As a leader in the international effort in Afghanistan, the United States has led incoherently said Mr. Sifton.

“Broadly speaking, U.S. strategy over the last two years has been divided into two dominant efforts. First, vaguely defined military operations to kill or capture remnants of the Taliban and non-Afghan militant groups; and second, assistance to help strengthen the government of President Karzai and help to reconstruct the Afghan nation.

“In execution, these goals have often been at cross-purposes, and in many cases the means employed to reach the goals have been insufficient, inappropriate, or contradictory,” said the Human Rights Watch researcher on Afghanistan.

Pointing to instances in which U.S. personnel have supported warlords like Hazrat Ali in Jalalabad, Ismail Khan in Herat, and Gen. Fahim in Kabul, while Mr. Karzai attempted to rein them in, Mr. Sifton called this policy “self-defeating.”

“The time to address this emerging crisis is now, as the world’s eyes are on Afghanistan’s first election,” he said. “By the national elections in 2005, it will be too late to undertake the necessary changes to improve the county’s political situation. The U.S. and its allies need to clarify their strategy, redouble efforts to disarm the factions, build up a new army as well as police forces, and start supporting Mr. Karzai wholeheartedly.”

According to Eurasianet, an online political analysis organization, the Religious Order Department of Afghanistan’s Supreme Court has twice tried to declare Dr. Jalal’s candidacy “un-Islamic” and illegal.

Dr. Jalal said she is the first woman in 5,000 years of Afghanistan’s history to run for the highest office in the land. “It is not new to have women leaders in Islamic countries,” she said. In South Asia, Pakistan and Bangladesh, both Islamic nations, have been led by female heads of state.

During the constitutional Loya Jirga last December, Afghanistan adopted a constitution that specifies the equality of men and women before the law and encourages women’s political participation by guaranteeing at least 25 percent female representation in the lower house of parliament.

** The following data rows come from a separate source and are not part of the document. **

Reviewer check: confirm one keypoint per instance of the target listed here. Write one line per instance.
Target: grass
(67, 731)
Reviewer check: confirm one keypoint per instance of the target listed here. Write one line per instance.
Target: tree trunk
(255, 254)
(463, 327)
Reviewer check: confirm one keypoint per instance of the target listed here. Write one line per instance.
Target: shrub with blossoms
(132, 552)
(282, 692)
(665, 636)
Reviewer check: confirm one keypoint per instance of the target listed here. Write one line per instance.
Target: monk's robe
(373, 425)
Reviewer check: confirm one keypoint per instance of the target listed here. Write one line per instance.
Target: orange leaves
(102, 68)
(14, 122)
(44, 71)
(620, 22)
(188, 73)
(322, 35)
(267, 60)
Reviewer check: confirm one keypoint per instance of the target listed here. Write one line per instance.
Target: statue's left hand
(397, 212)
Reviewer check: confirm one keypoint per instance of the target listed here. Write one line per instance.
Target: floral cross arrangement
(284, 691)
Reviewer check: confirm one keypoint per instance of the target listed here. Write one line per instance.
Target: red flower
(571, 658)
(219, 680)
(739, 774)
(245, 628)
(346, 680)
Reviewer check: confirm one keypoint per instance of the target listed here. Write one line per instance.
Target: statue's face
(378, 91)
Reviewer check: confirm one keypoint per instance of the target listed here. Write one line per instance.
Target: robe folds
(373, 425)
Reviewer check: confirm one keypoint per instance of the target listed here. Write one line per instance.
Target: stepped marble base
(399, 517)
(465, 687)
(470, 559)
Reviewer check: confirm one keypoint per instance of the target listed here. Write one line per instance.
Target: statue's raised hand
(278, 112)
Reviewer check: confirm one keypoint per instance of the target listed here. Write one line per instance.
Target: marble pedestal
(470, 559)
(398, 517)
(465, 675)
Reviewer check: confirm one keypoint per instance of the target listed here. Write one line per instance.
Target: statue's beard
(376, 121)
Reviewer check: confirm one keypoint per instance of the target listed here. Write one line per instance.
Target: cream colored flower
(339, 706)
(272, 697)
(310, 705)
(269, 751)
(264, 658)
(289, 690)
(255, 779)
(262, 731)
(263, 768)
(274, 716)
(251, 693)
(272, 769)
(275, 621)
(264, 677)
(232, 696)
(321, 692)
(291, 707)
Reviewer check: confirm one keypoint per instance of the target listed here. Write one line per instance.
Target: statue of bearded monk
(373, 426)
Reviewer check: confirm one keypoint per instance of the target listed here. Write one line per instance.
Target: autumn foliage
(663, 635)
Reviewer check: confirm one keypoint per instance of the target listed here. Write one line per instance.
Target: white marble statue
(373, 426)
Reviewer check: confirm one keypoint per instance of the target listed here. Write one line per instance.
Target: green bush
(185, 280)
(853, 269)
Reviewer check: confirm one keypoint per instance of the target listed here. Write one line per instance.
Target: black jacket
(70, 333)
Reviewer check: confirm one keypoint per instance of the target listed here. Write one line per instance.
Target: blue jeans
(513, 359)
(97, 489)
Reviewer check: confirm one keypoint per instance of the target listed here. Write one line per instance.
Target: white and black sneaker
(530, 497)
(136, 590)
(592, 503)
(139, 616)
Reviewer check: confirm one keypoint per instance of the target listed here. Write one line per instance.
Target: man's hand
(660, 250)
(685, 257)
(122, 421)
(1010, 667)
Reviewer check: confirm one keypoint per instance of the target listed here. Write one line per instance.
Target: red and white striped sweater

“I’m not doing anything that breaks the law,” said Dr. Jalal.

“In practice, there is no such thing as equal treatment of women — especially outside Kabul,” said Erlien Wubs, gender adviser with the International Labor Organization in Kabul. But, she added: “The picture is not all black and white. … On the bright side, more and more girls go to school, and women are gaining access to education and training, health services, and to a certain extent, to income-generating activities. The position of women in Kabul has changed for the better.”

But these changes are restricted to Kabul.

In Herat, Miss Wubs said: “The number of suicides by women has increased dramatically. The main reason seems to be that in Herat, many women had expected that their lives would improve, but, due to the very conservative warlord in Herat, their hopes did not come true and they literally didn’t know what else to do.”

Dr. Jalal is mindful of the odds stacked against her. If nothing else, she said, her candidacy will give a boost to Afghan women.

“I am role model for them. As a woman, I am giving courage to the women of Afghanistan,” she said.

After a pause, she added: “I have to be strong.”